The item belonged to the Allard family. It was found in Holland by Brenda Allard's father, Alexander Malin, who served with the Canadian forces during the Second World War. He was with the Royal Canadian Medical Corps and won many medals for his valour. The item was given to Hesh Troper to pass on to us.
The Hitler Youth or Jugend was formed in 1922 as the Jungsturm Adolf Hitler. They were disbanded in 1923 and re-established in 1926. By 1933, the movement developed to include both girls and boys ranging in age from 10 to 18 years of age. The movement served as a training ground for future aryan supermen and women, teaching them to be future soldiers for the Third Reich.

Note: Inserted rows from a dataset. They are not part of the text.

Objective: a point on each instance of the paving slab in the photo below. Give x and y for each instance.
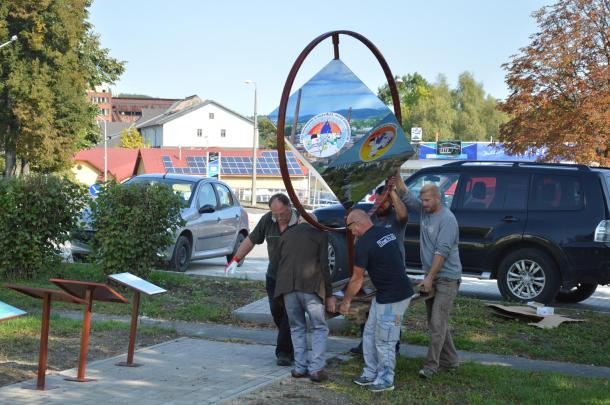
(181, 371)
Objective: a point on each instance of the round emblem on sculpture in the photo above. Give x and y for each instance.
(325, 134)
(378, 142)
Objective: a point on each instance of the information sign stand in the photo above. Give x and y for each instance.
(139, 286)
(88, 292)
(47, 295)
(9, 312)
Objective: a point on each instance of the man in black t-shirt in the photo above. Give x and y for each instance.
(377, 252)
(269, 229)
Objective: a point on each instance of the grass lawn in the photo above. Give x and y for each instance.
(20, 343)
(476, 329)
(188, 298)
(472, 384)
(199, 299)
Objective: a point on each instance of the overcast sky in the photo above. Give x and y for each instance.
(184, 47)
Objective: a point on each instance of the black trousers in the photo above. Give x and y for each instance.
(280, 318)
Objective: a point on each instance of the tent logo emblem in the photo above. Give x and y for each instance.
(378, 142)
(325, 134)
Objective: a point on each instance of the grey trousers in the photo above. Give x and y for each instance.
(441, 352)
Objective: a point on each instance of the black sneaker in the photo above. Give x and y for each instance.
(356, 349)
(363, 381)
(318, 376)
(381, 387)
(296, 374)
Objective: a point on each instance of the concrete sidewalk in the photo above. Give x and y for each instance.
(340, 344)
(182, 371)
(227, 362)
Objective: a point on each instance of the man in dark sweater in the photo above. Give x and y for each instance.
(377, 252)
(269, 229)
(303, 282)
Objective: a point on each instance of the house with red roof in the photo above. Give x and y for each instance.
(235, 167)
(89, 164)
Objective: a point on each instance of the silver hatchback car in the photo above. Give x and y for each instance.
(216, 224)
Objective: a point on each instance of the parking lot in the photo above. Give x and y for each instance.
(255, 266)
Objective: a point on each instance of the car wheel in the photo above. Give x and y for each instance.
(528, 275)
(240, 239)
(337, 257)
(181, 259)
(579, 292)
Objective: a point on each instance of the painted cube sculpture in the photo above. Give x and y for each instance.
(344, 132)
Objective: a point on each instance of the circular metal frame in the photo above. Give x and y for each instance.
(281, 120)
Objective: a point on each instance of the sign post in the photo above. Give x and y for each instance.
(47, 295)
(88, 292)
(138, 285)
(9, 312)
(214, 164)
(416, 134)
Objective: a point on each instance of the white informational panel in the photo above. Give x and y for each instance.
(8, 311)
(137, 283)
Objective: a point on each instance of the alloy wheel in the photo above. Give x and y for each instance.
(525, 279)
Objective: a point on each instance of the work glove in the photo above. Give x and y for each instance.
(232, 266)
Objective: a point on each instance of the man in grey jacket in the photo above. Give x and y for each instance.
(440, 258)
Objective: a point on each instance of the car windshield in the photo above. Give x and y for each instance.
(182, 188)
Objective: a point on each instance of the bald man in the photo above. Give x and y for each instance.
(377, 252)
(439, 237)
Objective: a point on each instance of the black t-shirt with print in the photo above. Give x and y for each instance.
(377, 251)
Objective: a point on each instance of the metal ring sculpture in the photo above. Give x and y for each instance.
(281, 120)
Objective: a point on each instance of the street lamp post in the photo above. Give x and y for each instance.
(254, 144)
(105, 153)
(13, 39)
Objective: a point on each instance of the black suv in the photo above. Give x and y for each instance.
(542, 230)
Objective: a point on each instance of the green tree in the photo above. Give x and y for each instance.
(134, 223)
(434, 113)
(45, 116)
(131, 138)
(267, 133)
(560, 84)
(464, 113)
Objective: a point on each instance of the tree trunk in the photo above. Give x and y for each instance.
(9, 163)
(25, 167)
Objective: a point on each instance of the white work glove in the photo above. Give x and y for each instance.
(232, 266)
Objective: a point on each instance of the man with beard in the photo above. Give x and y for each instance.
(439, 235)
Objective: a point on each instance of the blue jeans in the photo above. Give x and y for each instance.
(297, 304)
(381, 332)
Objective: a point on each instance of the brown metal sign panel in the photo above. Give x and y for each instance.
(101, 292)
(36, 292)
(137, 283)
(9, 312)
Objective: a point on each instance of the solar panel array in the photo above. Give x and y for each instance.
(266, 164)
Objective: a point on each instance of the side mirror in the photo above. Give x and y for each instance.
(207, 209)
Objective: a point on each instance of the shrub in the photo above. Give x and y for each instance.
(132, 224)
(37, 213)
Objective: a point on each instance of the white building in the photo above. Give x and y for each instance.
(193, 122)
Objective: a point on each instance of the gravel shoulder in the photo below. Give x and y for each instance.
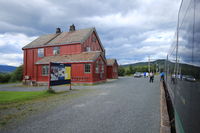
(125, 105)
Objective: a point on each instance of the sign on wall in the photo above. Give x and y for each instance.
(60, 74)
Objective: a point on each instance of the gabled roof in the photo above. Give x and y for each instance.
(78, 36)
(73, 58)
(111, 62)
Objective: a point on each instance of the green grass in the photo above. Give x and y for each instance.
(13, 96)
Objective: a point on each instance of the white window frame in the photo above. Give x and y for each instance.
(45, 70)
(87, 68)
(97, 67)
(56, 50)
(40, 52)
(88, 49)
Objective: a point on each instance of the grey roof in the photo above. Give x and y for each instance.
(77, 36)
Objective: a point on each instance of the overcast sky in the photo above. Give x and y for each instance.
(130, 30)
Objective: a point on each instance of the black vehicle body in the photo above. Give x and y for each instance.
(182, 69)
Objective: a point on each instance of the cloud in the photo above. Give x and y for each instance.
(129, 30)
(11, 47)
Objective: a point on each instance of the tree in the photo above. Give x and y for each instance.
(17, 75)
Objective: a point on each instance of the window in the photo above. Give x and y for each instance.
(97, 67)
(87, 68)
(41, 52)
(56, 50)
(45, 70)
(94, 39)
(87, 49)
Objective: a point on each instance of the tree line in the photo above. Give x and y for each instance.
(129, 70)
(15, 76)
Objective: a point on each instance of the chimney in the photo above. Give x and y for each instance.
(72, 28)
(58, 30)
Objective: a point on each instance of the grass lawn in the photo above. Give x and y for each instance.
(13, 96)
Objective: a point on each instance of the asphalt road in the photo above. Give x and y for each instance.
(126, 105)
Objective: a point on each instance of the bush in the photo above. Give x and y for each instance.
(5, 77)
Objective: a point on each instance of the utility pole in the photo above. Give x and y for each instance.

By 1939, the Hitler Youth became mandatory for all children in Germany within the designated age range. As a result, every German youngster was forced to purchase a uniform and serve in the youth movement regardless of their parents' wishes.
The members of the movement wore paramilitary uniforms similar to those of the Nazi party. The uniforms included badges, accessories and knives. The uniforms varied between the girls and the boys and the younger and older groups.